Former president of Muhlenberg College

John I. Williams Jr. is the former and 12th president of Muhlenberg College in Allentown, Pennsylvania. He was the first African American to be named president of a Lutheran college.

Williams currently serves as co-founder and president of the Celeritas Center for Intercultural Equity, a Boston-based nonprofit organization dedicated to improving educational and career opportunities and equity for Black, Latinx, and other underrepresented minority students.

==Early life and education==
Williams was born in 1954 in New York City and grew up in suburban Westbury, New York. He graduated cum laude from Kent School in Kent, Connecticut. He earned a BA in economics, magna cum laude, at Amherst College followed by a JD from Harvard Law School and an MBA from Harvard Business School.

==Career==
Williams began his career as the first African American to be hired by Bain & Company, a global management consulting firm. He later served in several capacities under American Express's first Black chief executive officer Kenneth Chenault, including as senior vice president of strategic planning, vice president of the U.S. Platinum Card, senior vice president of marketing information services, and senior vice president and general manager of the Consumer Travel Network.

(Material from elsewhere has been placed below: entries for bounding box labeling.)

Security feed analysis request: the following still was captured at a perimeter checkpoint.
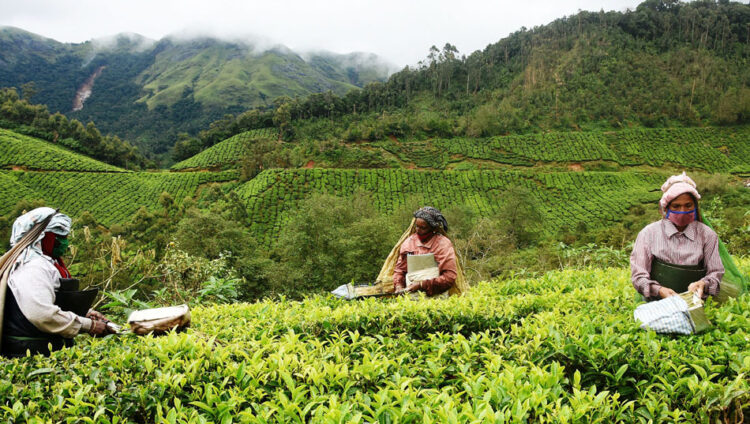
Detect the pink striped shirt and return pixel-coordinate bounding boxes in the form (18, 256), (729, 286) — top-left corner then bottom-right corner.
(630, 219), (724, 298)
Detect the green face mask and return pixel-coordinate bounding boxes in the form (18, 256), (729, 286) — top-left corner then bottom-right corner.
(52, 237), (70, 259)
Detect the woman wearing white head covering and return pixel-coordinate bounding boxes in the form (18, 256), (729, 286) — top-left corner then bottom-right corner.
(630, 172), (724, 300)
(1, 208), (109, 356)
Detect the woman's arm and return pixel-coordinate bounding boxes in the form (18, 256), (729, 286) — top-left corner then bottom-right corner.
(703, 228), (724, 298)
(12, 261), (91, 338)
(630, 230), (662, 299)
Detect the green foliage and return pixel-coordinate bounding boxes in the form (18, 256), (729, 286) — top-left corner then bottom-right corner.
(172, 128), (278, 171)
(0, 128), (125, 172)
(0, 171), (237, 226)
(0, 261), (750, 423)
(269, 191), (400, 296)
(236, 169), (666, 245)
(375, 126), (750, 173)
(0, 88), (150, 169)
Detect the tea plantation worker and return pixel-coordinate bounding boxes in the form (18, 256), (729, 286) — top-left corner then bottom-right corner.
(630, 172), (724, 301)
(393, 206), (457, 296)
(0, 208), (110, 357)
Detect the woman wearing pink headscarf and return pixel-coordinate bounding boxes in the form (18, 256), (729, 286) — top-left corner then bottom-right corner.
(630, 172), (724, 300)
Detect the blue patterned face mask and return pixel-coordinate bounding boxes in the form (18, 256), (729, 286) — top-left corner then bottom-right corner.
(666, 208), (698, 227)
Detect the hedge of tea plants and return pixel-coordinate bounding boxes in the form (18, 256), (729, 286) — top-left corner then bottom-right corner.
(172, 128), (279, 171)
(237, 168), (665, 244)
(0, 260), (750, 423)
(375, 126), (750, 173)
(0, 171), (238, 226)
(0, 128), (127, 172)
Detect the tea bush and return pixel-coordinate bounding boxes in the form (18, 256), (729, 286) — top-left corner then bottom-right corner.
(0, 260), (750, 423)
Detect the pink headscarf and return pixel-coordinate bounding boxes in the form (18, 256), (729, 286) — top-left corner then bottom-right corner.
(659, 171), (701, 215)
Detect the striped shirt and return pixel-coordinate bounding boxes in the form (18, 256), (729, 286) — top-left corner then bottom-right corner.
(393, 233), (458, 296)
(630, 219), (724, 299)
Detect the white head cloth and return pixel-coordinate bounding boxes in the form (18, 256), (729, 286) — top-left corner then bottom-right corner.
(10, 208), (71, 264)
(659, 171), (701, 215)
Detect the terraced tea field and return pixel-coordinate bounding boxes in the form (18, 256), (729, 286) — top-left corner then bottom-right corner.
(0, 171), (237, 226)
(0, 128), (127, 172)
(172, 128), (279, 171)
(237, 169), (665, 244)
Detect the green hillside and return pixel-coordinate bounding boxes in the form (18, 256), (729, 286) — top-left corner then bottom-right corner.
(0, 27), (391, 155)
(236, 169), (665, 244)
(0, 171), (237, 226)
(0, 128), (126, 172)
(384, 126), (750, 173)
(266, 1), (750, 146)
(172, 126), (750, 174)
(0, 261), (750, 423)
(172, 128), (278, 170)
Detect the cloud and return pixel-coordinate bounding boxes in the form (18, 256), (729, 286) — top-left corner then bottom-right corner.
(0, 0), (639, 67)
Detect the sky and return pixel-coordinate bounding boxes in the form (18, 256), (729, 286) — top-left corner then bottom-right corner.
(0, 0), (639, 68)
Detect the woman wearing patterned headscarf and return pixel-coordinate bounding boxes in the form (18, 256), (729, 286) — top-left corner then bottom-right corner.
(393, 206), (457, 296)
(630, 172), (724, 300)
(0, 208), (110, 357)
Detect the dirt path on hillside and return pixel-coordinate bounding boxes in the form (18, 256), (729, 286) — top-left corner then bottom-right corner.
(73, 66), (106, 112)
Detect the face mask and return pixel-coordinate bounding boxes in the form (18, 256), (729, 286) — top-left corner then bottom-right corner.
(667, 209), (698, 227)
(417, 233), (434, 243)
(52, 237), (69, 259)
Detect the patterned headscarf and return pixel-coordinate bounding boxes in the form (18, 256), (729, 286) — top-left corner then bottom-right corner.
(10, 208), (71, 264)
(414, 206), (448, 233)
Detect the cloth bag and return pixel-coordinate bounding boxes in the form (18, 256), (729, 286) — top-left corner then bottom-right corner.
(128, 305), (190, 336)
(633, 292), (711, 334)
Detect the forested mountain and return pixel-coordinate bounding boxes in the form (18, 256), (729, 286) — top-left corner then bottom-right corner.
(258, 0), (750, 141)
(0, 27), (389, 154)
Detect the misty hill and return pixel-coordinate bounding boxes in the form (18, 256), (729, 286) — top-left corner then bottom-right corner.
(253, 0), (750, 141)
(0, 27), (389, 157)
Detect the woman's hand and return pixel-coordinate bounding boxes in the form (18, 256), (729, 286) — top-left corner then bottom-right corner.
(86, 309), (109, 322)
(89, 320), (112, 337)
(688, 280), (706, 299)
(659, 287), (677, 299)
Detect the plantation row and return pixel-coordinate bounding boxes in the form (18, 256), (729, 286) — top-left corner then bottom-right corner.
(0, 261), (750, 423)
(375, 126), (750, 173)
(172, 128), (279, 171)
(0, 171), (237, 226)
(0, 128), (127, 172)
(236, 168), (665, 244)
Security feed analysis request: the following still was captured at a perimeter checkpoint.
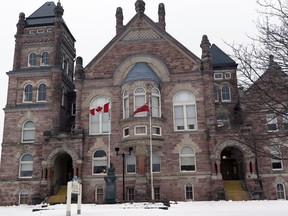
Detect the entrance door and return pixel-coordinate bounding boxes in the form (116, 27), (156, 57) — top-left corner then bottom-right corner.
(221, 147), (244, 180)
(53, 153), (73, 193)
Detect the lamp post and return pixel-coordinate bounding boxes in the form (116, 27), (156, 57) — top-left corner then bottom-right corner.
(115, 147), (133, 202)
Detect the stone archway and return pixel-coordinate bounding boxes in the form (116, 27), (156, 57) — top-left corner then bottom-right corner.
(220, 147), (245, 180)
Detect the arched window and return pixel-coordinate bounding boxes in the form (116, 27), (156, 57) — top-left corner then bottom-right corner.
(41, 52), (49, 66)
(93, 150), (107, 174)
(152, 155), (161, 172)
(28, 52), (37, 67)
(19, 189), (29, 205)
(180, 146), (196, 171)
(126, 155), (136, 173)
(213, 85), (219, 102)
(217, 114), (230, 127)
(22, 121), (36, 143)
(276, 183), (286, 199)
(95, 185), (104, 204)
(134, 87), (147, 117)
(89, 96), (110, 135)
(19, 154), (33, 178)
(221, 85), (231, 102)
(151, 88), (161, 117)
(282, 109), (288, 131)
(123, 90), (129, 119)
(23, 84), (33, 102)
(185, 183), (194, 200)
(37, 83), (46, 102)
(61, 86), (66, 107)
(173, 91), (197, 131)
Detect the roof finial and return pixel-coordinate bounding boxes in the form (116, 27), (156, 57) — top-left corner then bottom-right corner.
(135, 0), (145, 16)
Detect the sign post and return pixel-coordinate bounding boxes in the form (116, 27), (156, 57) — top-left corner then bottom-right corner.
(66, 177), (82, 216)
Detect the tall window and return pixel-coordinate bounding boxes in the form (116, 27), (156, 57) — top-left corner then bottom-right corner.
(61, 86), (66, 107)
(221, 85), (231, 102)
(151, 88), (161, 117)
(93, 150), (107, 174)
(37, 83), (46, 102)
(213, 85), (219, 102)
(173, 91), (197, 131)
(270, 144), (283, 170)
(266, 110), (278, 132)
(28, 52), (36, 67)
(89, 97), (110, 135)
(276, 183), (286, 199)
(126, 155), (136, 173)
(152, 155), (161, 172)
(127, 187), (135, 201)
(41, 52), (49, 66)
(180, 146), (196, 171)
(19, 189), (29, 205)
(282, 109), (288, 131)
(123, 90), (129, 119)
(134, 87), (147, 116)
(22, 121), (36, 142)
(185, 183), (194, 200)
(23, 84), (33, 102)
(95, 185), (104, 204)
(19, 154), (33, 178)
(217, 114), (230, 127)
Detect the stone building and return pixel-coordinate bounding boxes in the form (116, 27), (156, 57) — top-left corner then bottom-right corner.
(0, 0), (288, 205)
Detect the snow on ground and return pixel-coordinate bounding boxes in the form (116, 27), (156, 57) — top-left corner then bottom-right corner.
(0, 200), (288, 216)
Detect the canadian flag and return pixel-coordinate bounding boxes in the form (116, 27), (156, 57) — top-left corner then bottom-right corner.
(134, 104), (149, 115)
(90, 102), (109, 115)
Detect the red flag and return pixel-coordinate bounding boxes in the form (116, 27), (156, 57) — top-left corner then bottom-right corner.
(134, 104), (149, 115)
(103, 102), (109, 112)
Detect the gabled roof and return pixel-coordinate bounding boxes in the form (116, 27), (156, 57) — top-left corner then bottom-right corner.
(26, 1), (56, 26)
(210, 44), (237, 69)
(122, 62), (161, 84)
(85, 6), (201, 70)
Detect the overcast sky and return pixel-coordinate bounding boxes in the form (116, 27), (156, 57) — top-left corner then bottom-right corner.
(0, 0), (258, 152)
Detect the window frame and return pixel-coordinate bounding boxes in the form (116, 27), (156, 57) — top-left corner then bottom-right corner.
(92, 149), (108, 175)
(122, 90), (130, 119)
(19, 153), (33, 179)
(134, 125), (147, 136)
(28, 52), (37, 67)
(41, 51), (49, 66)
(185, 182), (194, 201)
(125, 155), (136, 174)
(134, 86), (148, 117)
(173, 91), (198, 131)
(21, 120), (36, 143)
(150, 88), (161, 118)
(276, 183), (286, 200)
(37, 82), (47, 102)
(179, 145), (196, 172)
(89, 95), (111, 135)
(23, 83), (33, 103)
(221, 84), (231, 102)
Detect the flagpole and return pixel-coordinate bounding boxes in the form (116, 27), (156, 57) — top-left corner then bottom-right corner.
(107, 98), (112, 169)
(149, 95), (154, 201)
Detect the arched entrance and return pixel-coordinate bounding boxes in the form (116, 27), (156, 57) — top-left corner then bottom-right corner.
(221, 147), (244, 180)
(52, 153), (73, 193)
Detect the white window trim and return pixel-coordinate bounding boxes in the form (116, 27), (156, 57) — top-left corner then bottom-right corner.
(221, 84), (232, 102)
(134, 125), (147, 136)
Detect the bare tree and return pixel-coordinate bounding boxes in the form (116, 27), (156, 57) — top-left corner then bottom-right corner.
(226, 0), (288, 160)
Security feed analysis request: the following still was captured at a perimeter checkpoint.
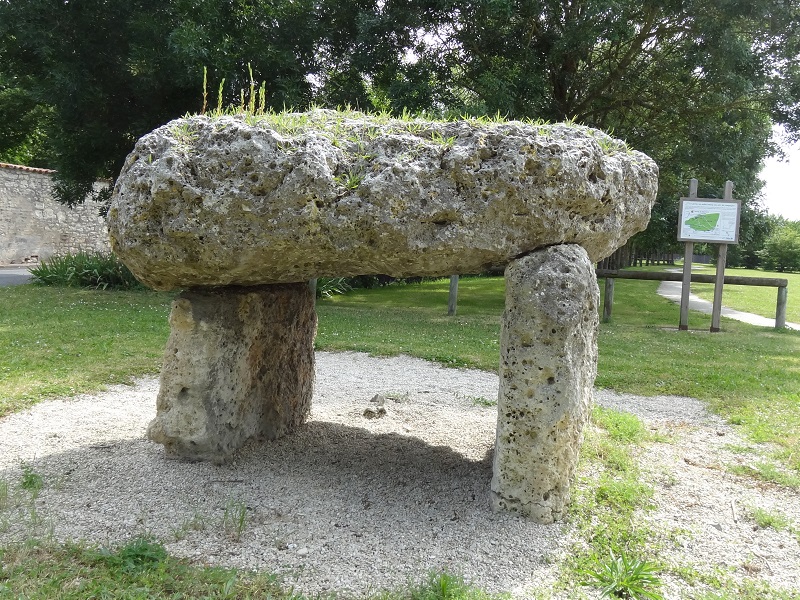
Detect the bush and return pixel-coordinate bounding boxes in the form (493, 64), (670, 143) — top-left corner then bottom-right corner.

He was chief executive officer of Biztravel.com and, later, Sentient Jet. He managed the consulting services group for Eduventures and, later, served as a partner in the higher education practice at The Bridgespan Group, a non-profit spinoff of Bain & Company. Between 2010 and 2015, Williams served as an Expert-in-Residence at Harvard University’s Innovation Lab.

===College presidency===
In July 2015, Williams became president of Muhlenberg College in Allentown, Pennsylvania. In 2016, he established a Sustainability Strategic Plan to further systematize the usage of sustainable energy at the college and launched a program to enable students to develop mentor relationships based on shared interests using an online database. Under Williams' tenure, Muhlenberg also launched a strategic plan, comprehensive rebranding and visual identity system, a campus master plan, and aggressive implementation of its diversity strategic plan.

He departed from his position after four years in 2019, and was succeeded by Kathleen E. Harring.

==Personal==
Since 1984, he has served on the board of trustees of Amherst College, and since 1996, as a Life Trustee. Williams also serves as a trustee of the Kent School and the Walnut Hill Center for the Arts in Natick, Massachusetts.

He is married to Diane Pierce-Williams, daughter of Harvard University professor and psychiatrist, Dr. Chester Middlebrook Pierce. They have three adult children and two grandchildren. He earned a private pilot license at Hanscom Field in Bedford and currently holds an airline transport pilot certificate from the FAA for both single- and multi-engine aircraft.